Texas Baptists Name First Woman President

Texas Baptists elected their first female president in a narrow vote on Monday.

Retired missionary Joy Fenner was elected by a 900 to 840 vote during the annual meeting of the Baptist General Convention of Texas (BGCT) – the largest state Baptist convention in the country. She defeated second-generation candidate David Lowrie by one of the smallest margins in BGCT history.

This year's vote follows previous historic elections in which Texas Baptists placed into leadership their first Hispanic and first black presidents in 2004 and 2005, respectively.

Although Texas is among the top three states with the highest number of women pastors and co-pastors, according to the latest Baptist Women in Ministry report, less than 1 percent of the state convention's pastors are female, as reported by The Associated Press.

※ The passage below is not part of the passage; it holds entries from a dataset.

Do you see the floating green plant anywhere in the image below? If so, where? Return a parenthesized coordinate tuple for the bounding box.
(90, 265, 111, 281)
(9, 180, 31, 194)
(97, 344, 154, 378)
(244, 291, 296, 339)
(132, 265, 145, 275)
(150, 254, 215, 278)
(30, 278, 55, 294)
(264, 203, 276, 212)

The 2.3-million-member organization has distanced itself from some Southern Baptist leaders who say women should not serve in pastoral roles and should graciously submit to their husbands. The Southern Baptist Convention (SBC)'s statement of faith states that the pastorate is reserved for men.

In dissension with the BGCT, more conservative Baptists split in 1998 to form the Southern Baptists of Texas, which is intentionally more related to the SBC.

Fenner was executive director-treasurer of Woman's Missionary Union of Texas from 1981 to 2001. She also served as a missionary with the Southern Baptist Convention's Foreign Mission Board for 13 years. Last year, she was named first vice president of the BGCT.

The new female head pledged to continue the convention's focus on increasing mission work – an emphasis of the current BGCT president Steve Vernon.

"Texas Baptists have always been a missionary people," said Steve Wells, who nominated Fenner for presidency. "Joy Fenner has been that literally."

The state convention met Oct. 29-30 in Amarillo under the banner "Together we can do more" with an emphasis on mission work.

"We really wanted to pull Texas Baptist missions together and communicate that work. We do not have an institution in Texas that is not involved in missions work, yet there is not a lot of connection between them," said Vernon during a workshop, according to BGCT's publication.

In "his day," missions was more about praying and giving from a distance or what Vernon called "missions by proxy."

"Churches are not satisfied with that anymore," he noted.

Today, Baptists are being called to the mission field and to partner with institutions worldwide.

"We have to raise up missionaries. They don't just come out of the woodwork when they turn 25," said Vernon. "Our students, for example, are excited to go and they'll go anywhere. We don't need to harness that; we need to release it and send them out."